There doesn't appear to be much change in the reperatory from the winter season to that of the spring.

Full length: Coppelia, Midsummer Night's Dream and the return of Martins' Swan Lake (my spy from Wednesday night was correct!).

Balanchine: No revivals (they'll probably wait until the Balanchine anniversary season of 2004 to bring back very old ballets, if at all). The revival from this season, Ballade, is back, as is Donizetti Variations, Tschaikovsky Piano Concerto No. 2, Brahms-Schoenberg Quartet, and Walpurgisnacht Ballet.

If the rumors are correct, I'm sure we'll be seeing Sylvie in the Tschiakovsky Piano Concerto No. 2 and Brahms-Schoenberg Quartest (Rondo).

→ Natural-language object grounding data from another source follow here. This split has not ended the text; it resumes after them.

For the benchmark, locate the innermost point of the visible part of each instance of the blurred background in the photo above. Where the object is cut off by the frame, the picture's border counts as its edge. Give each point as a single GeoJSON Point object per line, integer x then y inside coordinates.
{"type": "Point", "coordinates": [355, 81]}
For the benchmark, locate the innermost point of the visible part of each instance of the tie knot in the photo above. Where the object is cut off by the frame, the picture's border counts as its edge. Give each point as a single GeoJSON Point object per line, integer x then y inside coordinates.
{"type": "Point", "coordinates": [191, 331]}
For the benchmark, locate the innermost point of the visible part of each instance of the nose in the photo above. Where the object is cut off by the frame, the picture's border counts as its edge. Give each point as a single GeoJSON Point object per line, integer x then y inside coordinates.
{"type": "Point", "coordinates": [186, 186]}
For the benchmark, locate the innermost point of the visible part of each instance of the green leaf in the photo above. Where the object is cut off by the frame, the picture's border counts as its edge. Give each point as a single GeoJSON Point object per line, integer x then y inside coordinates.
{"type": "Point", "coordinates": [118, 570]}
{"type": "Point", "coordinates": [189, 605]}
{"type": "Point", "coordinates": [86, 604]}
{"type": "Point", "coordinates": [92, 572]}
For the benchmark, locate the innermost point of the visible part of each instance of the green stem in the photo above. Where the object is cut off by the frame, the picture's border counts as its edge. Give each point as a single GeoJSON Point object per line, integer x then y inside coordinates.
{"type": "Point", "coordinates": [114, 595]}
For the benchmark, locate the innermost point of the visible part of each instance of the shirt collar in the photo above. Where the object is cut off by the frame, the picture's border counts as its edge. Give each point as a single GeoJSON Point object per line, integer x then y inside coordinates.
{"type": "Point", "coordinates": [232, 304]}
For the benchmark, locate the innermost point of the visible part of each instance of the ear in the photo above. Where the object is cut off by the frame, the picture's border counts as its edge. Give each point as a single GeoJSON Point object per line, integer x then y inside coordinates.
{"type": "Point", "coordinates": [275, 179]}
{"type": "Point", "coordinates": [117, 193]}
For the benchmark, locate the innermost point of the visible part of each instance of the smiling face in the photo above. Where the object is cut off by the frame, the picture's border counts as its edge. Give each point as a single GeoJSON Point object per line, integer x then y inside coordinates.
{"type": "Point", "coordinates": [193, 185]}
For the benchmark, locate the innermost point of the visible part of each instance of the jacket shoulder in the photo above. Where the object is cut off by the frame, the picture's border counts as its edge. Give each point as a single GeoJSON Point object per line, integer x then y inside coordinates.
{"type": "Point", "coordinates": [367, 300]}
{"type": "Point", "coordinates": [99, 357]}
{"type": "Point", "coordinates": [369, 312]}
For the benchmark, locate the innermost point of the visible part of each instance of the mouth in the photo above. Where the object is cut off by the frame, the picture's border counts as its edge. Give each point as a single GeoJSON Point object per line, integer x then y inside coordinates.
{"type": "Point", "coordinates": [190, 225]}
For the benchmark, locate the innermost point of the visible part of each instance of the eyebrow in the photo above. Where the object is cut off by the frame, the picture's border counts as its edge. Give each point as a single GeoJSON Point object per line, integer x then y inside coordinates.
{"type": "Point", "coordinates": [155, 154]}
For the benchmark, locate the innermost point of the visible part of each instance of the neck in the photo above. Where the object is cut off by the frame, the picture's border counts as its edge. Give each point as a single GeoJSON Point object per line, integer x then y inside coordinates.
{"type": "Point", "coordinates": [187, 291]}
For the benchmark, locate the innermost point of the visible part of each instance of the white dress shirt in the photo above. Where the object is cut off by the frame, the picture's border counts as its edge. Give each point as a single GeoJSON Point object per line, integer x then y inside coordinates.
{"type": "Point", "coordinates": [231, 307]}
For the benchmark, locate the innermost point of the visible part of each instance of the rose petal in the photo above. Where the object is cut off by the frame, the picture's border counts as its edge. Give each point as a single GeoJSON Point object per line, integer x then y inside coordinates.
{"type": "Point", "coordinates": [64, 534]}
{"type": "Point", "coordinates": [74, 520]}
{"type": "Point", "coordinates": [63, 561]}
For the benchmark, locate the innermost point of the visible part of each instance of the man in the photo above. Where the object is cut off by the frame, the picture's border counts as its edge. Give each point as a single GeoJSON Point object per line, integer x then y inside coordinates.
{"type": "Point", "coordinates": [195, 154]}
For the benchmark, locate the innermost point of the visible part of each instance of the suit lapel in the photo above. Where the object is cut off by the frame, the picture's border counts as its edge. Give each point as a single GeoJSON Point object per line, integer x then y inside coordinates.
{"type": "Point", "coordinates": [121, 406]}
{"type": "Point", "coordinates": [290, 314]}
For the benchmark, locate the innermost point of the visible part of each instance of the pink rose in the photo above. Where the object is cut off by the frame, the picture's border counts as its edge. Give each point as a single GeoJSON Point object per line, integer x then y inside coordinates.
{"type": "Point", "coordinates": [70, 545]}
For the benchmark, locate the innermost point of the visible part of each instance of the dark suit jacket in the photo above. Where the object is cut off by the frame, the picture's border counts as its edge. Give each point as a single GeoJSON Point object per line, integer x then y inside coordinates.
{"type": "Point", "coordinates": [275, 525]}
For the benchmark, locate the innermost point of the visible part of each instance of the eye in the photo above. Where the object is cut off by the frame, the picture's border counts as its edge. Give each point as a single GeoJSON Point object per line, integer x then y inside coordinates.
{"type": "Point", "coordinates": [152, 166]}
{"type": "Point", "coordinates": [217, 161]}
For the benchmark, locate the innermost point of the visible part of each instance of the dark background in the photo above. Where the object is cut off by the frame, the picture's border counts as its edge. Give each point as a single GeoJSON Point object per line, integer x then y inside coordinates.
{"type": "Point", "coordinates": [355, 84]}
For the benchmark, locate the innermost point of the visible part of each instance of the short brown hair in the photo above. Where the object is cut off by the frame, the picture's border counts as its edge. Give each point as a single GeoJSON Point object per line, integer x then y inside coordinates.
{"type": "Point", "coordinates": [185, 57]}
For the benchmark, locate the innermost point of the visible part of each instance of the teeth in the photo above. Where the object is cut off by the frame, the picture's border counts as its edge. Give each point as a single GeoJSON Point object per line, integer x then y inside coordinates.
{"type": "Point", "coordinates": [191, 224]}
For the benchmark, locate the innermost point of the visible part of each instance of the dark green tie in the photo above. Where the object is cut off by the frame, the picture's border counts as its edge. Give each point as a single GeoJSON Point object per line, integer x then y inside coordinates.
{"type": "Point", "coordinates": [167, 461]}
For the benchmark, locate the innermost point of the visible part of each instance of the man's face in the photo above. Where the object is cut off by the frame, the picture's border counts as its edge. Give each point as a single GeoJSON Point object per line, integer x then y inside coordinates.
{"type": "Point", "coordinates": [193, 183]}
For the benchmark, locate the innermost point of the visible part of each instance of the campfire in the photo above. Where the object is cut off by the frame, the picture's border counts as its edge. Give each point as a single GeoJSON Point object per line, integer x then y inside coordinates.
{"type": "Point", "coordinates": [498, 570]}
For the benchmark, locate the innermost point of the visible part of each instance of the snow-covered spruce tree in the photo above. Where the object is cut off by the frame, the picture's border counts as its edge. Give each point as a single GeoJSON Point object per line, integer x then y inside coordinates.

Also, Symphony in Three Movements, Chaconne, Agon, Le Tombeau de Couperin, The Steadfast Tin Soldier, Vienna Waltzes

Robert Schumann's "Davidsbündlertänze", Western Symphony, Concerto Barocco, Who Cares?, Tschaikovsky Pas de Deux, Valse-Fantaisie, Square Dance and Tarantella.

Robbins: West Side Story Suite is back, as is Ives, Songs, the Cage, and Glass Pieces.

Also, Piano Pieces, Interplay, In G Major, In The Night.

Martins: In addition to Swan Lake, there is

a new ballet called, "Guide to Strange Places" (I believe the music is Adams again), Sinfonia, Symphonic Dances, Hallelujah Junction, Reliquary, and Thou Swell.

There is a new Wheeldon ballet, Carnival of the Animals, and (back by popular demand) Carousel (A Dance). Plus, Morphoses.

And others - Vespro, Circle of Fifths and Sonatas and Interludes.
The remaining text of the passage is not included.